Il vero impianto autonomo, col vantaggio energetico del centralizzato.

Per gentile concessione dal sito DOMOTECNICA

Essa non è un vero e proprio strumento di regolazione, ma la inseriamo in questo contesto in quanto permette di ottimizzare la regolazione, e l'uso, degli impianti condominiali.

La contabilizzazione del calore ha risolto il problema principale degli impianti di riscaldamento centralizzati: la corretta ripartizione delle spese tra i condomini.

Perché? La risposta è facile, la contabilizzazione è un sistema in grado di indicare con precisione i consumi di ogni appartamento e quindi i relativi costi di riscaldamento.

E quindi è un sistema utile per "educare" i condòmini ad utilizzare il calore di cui hanno bisogno, senza sprecarlo come spesso accade quando i consumi vengono divisi solo in proporzione ai millesimi condominiali.

Per misurare i reali consumi si utilizzano delle apparecchiature, posizionate in punti prestabiliti, in grado di rilevare la quantità di calore utilizzata da ciascun appartamento. Questi piccoli apparecchi trasmettono i dati rilevati ad una centralina che ha la funzione di contatore.

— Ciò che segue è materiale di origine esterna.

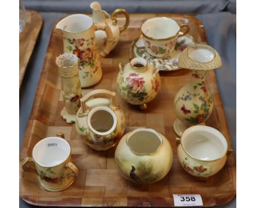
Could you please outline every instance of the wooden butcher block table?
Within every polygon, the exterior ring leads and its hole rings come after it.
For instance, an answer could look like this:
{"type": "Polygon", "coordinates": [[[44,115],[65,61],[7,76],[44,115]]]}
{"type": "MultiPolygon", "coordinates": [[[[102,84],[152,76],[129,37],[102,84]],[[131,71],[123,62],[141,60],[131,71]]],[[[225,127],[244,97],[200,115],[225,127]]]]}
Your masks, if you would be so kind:
{"type": "MultiPolygon", "coordinates": [[[[140,26],[147,19],[168,16],[179,23],[188,23],[190,34],[198,42],[206,42],[204,27],[198,19],[191,16],[174,14],[132,14],[128,28],[120,35],[114,50],[102,65],[103,76],[96,85],[83,89],[83,94],[95,89],[116,91],[118,63],[126,63],[132,57],[130,47],[133,40],[141,34],[140,26]]],[[[120,24],[124,20],[120,19],[120,24]]],[[[176,118],[173,106],[175,95],[189,81],[189,71],[182,69],[160,72],[162,87],[159,94],[142,111],[138,106],[124,101],[117,94],[118,103],[123,110],[126,132],[138,127],[152,128],[165,135],[174,152],[173,163],[168,174],[160,181],[150,185],[136,185],[123,178],[114,161],[115,147],[100,152],[87,146],[76,132],[74,124],[68,124],[60,113],[64,106],[61,94],[60,78],[55,60],[63,53],[62,39],[54,26],[43,71],[38,83],[33,108],[23,140],[20,161],[31,156],[34,145],[42,139],[63,132],[70,144],[74,164],[79,176],[68,189],[49,192],[39,185],[37,175],[25,172],[20,168],[20,195],[30,204],[40,206],[174,206],[173,194],[201,194],[204,206],[226,203],[236,194],[236,159],[234,154],[228,158],[224,168],[216,175],[207,179],[190,175],[181,166],[177,156],[173,129],[176,118]]],[[[218,69],[222,70],[222,69],[218,69]]],[[[218,89],[214,72],[207,75],[206,85],[212,93],[214,106],[207,125],[220,131],[232,148],[225,113],[218,89]]]]}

La collocazione dei rilevatori per la contabilizzazione può variare in base alla tipologia di distribuzione dell'impianto, che può essere a colonne montanti (verticale) o a zone (orizzontale).

Nel primo caso le tubazioni dell'acqua calda collegano tutti i radiatori posti su uno stesso asse verticale ed i rilevatori vengono posizionati in prossimità dei singoli radiatori.

Nel secondo si ha una colonna di distribuzione verticale dalla quale, per ogni piano, si diramano le tubazioni, per cui è sufficiente un solo misuratore per ogni appartamento.

Se richiesto, c'è inoltre la possibilità di collegare il contatore ad un sistema di consultazione in internet, col quale ogni condomino può controllare al computer il proprio consumo in ogni momento.